I had this idea to dig up really old writing and share it. So here is the From The Vault miniseries.
Social commentary is found best with hushed whispers.
Hiding in the dark from an invading force.
Dodging light wearing our best disguises.
Drinks getting poured and her confidence rises.
She wants her man and tonight she's dressed to kill.
Or at least give him a thrill.
Got my heartbeat going so fast.
You make me want club life again.
That bottle poppin culture.
Hot tubs filled with freedom.
Bubbly arguments aint possible.
But it all gets boring after time.
I start thinking do I want this all my life?
Cause I don't know about you..
But my days are long and i'm always looking to the future.
I just want to be set.
And fuck the struggle.
I feel I gotta give a big shout out the veterans.
But where are my bullets at?
How am I supposed to become a man?
MTV aint making me appreciate life.
I feel disconnected.
But sometimes those sweet things in life make up for it all.
I feel fucking preachy saying something like that.
Hate that self concious thought that's always there.
But life can be good.
I can't be the only one who likes fresh air and a cute girl at the bus stop.
She's a warm soul amongst the cold and wicked.
Seductive grays and a consumer mentality.
Plastic bags and non bio-degradable materials littering the floor.
Laminated newspapers.
Insane shit.
Yes..
I got this and that.
Petty highs and ipod fantasies.
Daylight savings time..
I don't even mind the snow.
It's more of the feeling of being cooped up all the time.
I'm partial to the night time stroll.
Kicking stones and working it all out.
Children around me stomping puddles and cheering.
I want to join the celebration and lose myself awhile.
I'll keep the voices in my head out of it all, though
I'd like to stay out of the loony bin.
But I can't help but wonder who the real crazy people are
-dev
I\m laughing a bit because I definitely remember this time of my life.

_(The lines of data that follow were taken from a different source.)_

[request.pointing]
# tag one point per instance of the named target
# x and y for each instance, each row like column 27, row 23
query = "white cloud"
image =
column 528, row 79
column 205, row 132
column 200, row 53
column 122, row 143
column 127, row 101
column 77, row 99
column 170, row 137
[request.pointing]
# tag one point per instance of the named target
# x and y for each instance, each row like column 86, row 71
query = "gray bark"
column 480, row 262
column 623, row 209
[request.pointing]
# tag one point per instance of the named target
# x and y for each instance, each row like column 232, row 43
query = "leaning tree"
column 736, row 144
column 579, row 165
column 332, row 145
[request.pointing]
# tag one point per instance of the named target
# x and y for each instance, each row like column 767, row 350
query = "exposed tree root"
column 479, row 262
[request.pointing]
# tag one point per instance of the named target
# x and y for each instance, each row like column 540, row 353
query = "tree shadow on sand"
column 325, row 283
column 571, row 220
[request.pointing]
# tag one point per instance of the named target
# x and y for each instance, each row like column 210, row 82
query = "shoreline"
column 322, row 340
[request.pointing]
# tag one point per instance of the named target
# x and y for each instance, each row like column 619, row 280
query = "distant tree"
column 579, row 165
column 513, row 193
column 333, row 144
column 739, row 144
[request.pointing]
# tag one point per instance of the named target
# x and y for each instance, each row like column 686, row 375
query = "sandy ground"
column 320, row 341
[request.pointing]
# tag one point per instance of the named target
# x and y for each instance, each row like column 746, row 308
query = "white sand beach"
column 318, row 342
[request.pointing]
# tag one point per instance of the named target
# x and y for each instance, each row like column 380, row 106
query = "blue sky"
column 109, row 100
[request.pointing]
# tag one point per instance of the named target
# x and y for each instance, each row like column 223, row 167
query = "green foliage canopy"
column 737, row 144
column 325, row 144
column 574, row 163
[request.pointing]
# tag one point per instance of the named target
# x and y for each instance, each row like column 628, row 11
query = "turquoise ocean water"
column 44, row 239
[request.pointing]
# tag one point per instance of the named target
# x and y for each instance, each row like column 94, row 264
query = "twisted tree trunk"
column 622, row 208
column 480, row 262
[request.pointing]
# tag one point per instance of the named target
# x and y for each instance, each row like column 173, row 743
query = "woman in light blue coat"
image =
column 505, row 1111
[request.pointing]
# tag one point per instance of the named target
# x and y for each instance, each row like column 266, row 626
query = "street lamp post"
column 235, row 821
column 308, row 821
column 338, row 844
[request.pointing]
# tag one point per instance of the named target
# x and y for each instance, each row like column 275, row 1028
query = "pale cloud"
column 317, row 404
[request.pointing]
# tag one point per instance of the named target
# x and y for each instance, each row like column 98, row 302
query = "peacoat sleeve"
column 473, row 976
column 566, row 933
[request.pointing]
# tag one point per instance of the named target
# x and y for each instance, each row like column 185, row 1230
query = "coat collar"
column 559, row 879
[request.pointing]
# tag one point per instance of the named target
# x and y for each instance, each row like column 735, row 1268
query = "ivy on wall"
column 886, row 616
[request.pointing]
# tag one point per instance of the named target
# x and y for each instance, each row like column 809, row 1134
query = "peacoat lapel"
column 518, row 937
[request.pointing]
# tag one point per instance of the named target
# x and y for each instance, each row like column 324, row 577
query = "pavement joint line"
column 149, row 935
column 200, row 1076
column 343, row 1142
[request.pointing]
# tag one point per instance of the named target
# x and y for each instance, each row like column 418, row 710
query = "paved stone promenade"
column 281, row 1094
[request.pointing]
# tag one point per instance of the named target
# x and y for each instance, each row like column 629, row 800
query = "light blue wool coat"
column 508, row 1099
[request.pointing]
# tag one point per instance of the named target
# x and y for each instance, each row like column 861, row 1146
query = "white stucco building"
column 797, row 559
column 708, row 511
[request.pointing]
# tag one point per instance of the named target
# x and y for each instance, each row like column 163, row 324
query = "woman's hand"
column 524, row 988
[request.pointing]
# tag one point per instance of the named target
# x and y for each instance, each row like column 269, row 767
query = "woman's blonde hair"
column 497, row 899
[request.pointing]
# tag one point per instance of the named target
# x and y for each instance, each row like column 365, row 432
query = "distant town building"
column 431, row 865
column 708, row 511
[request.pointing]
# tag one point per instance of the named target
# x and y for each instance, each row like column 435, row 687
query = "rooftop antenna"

THIS is when I really appreciated coming up with what (I thought) were massively creative lines. Such as: "Bubbly arguments aint possible" or "Petty highs and ipod fantasies". Looking back, some of the lines still hold, but others rather startle me in how CORNY they are. I mean : "You make me want club life again.That bottle poppin culture"
Club life?
Bottle poppin culture?
Laughing over here.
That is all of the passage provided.